Ese retoño, descendiente de David es el
Mesías. Y, nosotros nos estamos preparando en Adviento, precisamente para el
Advenimiento del Mesías. El Mesías tiene tres rasgos distintivos: a) Es de la
“casa” de David, b) Gobernará eternamente y c) Es Hijo de Dios. Precisamente el
Evangelio nos confirma que en Jesús se dan las tres características. Que es de
descendencia davídica está expresado cuando dice que el arcángel vino a
presentarse a una mujer prometida a “José, descendiente de David”; luego, en el
verso 33 dice: “gobernara sobre la casa de Jacob para siempre y su reino no
tendrá fin” lo que cumple el segundo requisito; y en el verso 35e leemos: διὸ
καὶ τὸ γεννώμενον ἅγιον κληθήσεται Υἱὸς Θεοῦ. “el niño que nazca será
santo y será llamado Hijo de Dios”, lo que da cumplimiento al tercer requisito
para ser Mesías.
El Mesías es el sello distintivo de la
“Misericordia” del Señor. Cuando el prototipo humano, Adán, falló y cedió a la
tentación, en ese mismo momento, Dios se apiadó, sus
entrañas de Dios-Padre-Madre “segregaron” ese “instinto”
protector-cuidador-salvador y dijo (recordemos la Fidelidad de la Palabra
Divina) “Haré que tú (la serpiente) y la mujer (aluda a la Santísima Virgen)

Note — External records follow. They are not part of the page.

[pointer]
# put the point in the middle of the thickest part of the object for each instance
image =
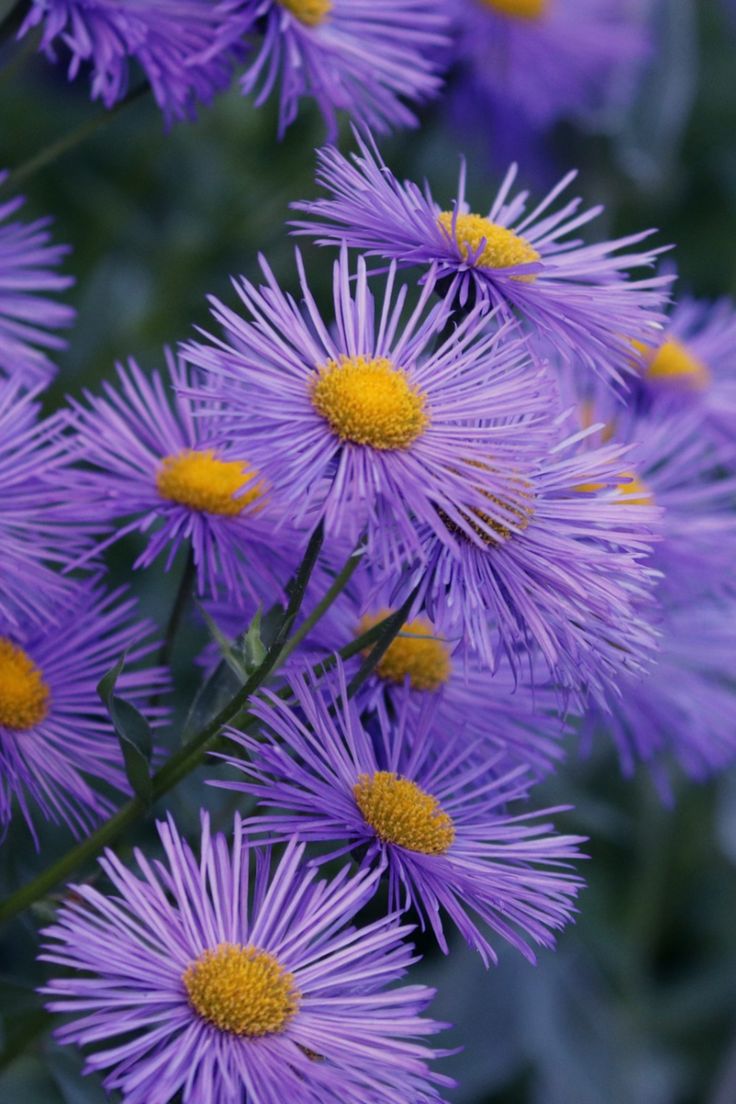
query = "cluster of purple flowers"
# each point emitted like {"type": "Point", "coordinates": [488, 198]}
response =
{"type": "Point", "coordinates": [528, 449]}
{"type": "Point", "coordinates": [376, 60]}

sean enemigas, lo mismo que tu descendencia y su descendencia. Su descendencia
te aplastará la cabeza, y tú le morderás el talón”(Gn 3, 15).
Por
eso, ante el fracaso del prototipo, viene Dios-hecho-hombre a re-crear
todo. Como se dice popularmente “borrón y cuenta nueva”. Adán estaba hecho a
“semejanza”, Jesús –en cambio- es el mismísimo Dios, no se le parece sino que
es perfectamente el propio Dios.
El Adviento está
acompañado por ciertas figuras bíblicas que nos sirven de espejo, de referente;
nos contestan a la pregunta ¿a mí que me toca?, porque siempre el texto bíblico
nos habla de un “deber ser” una ética y de un “deber hacer” una praxis. Estas
figuras son San Juan Bautista, San José y Santa María Virgen. Hoy en particular
es la imagen de la Virgen-Madre la que nos inspira el deber ser-hacer: Santa
María es modelo de humildad, de discipulado, de evangelizadora. María es
representativa de los humillados por triple partida: por pobre, por niña, por
mujer; el arcángel no va a buscarla al palacio, ni al templo, la busca y la
encuentra en su casa. Pero Dios no la avasalla, le pide permiso, por boca de
San Gabriel, la invita a ser co-participe de la historia de salvación porque la
Redención nos implica, nos vincula, nos abre la puerta a participar, a dar
nuestro aporte a ese “Evento-Salvífico”, y ella, -aquí está ausente cualquier
verticalismo impositivo- podría decir no, pero acepta, “cúmplase” γένοιτό, pronuncia el “Fiat”,
acoge la Voluntad de Dios, como toda la humanidad debiera acogerla: Ἰδοὺ ἡ δούλη Κυρίου·
γένοιτό μοι κατὰ τὸ ῥῆμά σου. “Aquí está la sierva
del Señor, cúmplase en mi lo que has dicho” Esta es la fórmula de la
plenitud-obediente [la palabra central y fundamental en la perícopa de la Carta
a los Romanos que leemos este Domingo es ὑπακοή “obediencia”], María representa la raza humana dispuesta, abierta a la
historia de salvación, arriesgada a construir el Reino, a cumplir la Voluntad
de Dios. Y, entonces sí, sucede la Encarnación del Mesías.